I tried to pay my bar tab with my gym membership card. Twice.
Would you still love me if I had no teeth
Yeah why?
Cuz i woke up this morning and a few are gone
At the bar dressed as a taco. not a typo. Come down.
Man, I thought my dick was gonna fall off.
Dude, I didn't even think they made slap bracelets anymore. You okay?
Actually, you don't want to see me.. reached an all time low drinking kahlua out of the bottle concealed in a macdonalds bag
I don't know at which point last night turned terribly, terribly wrong, but it was somewhere around Motel 6, specifically the parking lot.
Who takes their shirt off at the bar?! Classy broad
I do. In all fairness there was someone else's blood on it.
All I remember is sitting on your kitchen floor and playing with a banana like it was a viking ship.
Haha, how do I word that nicely? "You got me to the edge of no return twice and failed to let me orgasm, therefore you owe me chicken nuggets or hot wings. Your decision"
Thought about it.
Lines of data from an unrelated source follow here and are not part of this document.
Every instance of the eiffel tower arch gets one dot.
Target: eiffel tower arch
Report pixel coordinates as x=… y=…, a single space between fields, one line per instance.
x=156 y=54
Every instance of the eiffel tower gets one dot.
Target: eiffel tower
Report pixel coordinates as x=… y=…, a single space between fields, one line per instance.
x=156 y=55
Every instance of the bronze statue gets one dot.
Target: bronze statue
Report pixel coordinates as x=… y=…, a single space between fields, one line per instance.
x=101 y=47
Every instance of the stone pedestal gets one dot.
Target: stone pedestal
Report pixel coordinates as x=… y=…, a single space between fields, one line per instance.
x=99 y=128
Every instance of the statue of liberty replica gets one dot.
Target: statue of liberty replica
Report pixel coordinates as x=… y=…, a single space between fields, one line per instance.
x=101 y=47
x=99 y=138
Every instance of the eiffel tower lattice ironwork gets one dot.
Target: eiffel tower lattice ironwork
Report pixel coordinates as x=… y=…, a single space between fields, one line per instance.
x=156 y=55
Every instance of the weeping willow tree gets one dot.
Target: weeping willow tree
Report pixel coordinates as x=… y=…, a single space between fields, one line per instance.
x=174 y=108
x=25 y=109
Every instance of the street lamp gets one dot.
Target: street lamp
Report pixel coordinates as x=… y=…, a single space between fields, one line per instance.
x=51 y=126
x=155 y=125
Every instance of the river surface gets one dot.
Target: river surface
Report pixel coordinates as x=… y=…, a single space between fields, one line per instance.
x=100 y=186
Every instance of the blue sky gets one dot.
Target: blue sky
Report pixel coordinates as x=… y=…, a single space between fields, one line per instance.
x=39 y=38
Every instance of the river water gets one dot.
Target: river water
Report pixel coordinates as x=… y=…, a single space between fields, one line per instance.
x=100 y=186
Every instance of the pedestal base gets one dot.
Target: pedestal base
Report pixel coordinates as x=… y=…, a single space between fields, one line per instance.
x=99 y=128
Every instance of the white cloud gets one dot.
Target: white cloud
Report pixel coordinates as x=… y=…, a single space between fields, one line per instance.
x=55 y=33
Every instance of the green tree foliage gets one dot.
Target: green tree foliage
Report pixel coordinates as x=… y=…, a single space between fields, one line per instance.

I'm gonna go to work, but I'm gonna tell them I wrestled a bear saying I fell just isn't working.
Oh dear God, they have a song about Mom...
We have had more Sex in the past 48 hours then we have in the past 3 months. I think it was from me dressing up as Darth Vader.
I know he works a lot but c'mon man. I 69'd you the first week we boned. Put a little effort in. Fuck.
I take Paypal, cash, sexual favors, and roasted red potatoes with garlic as payment. You choose.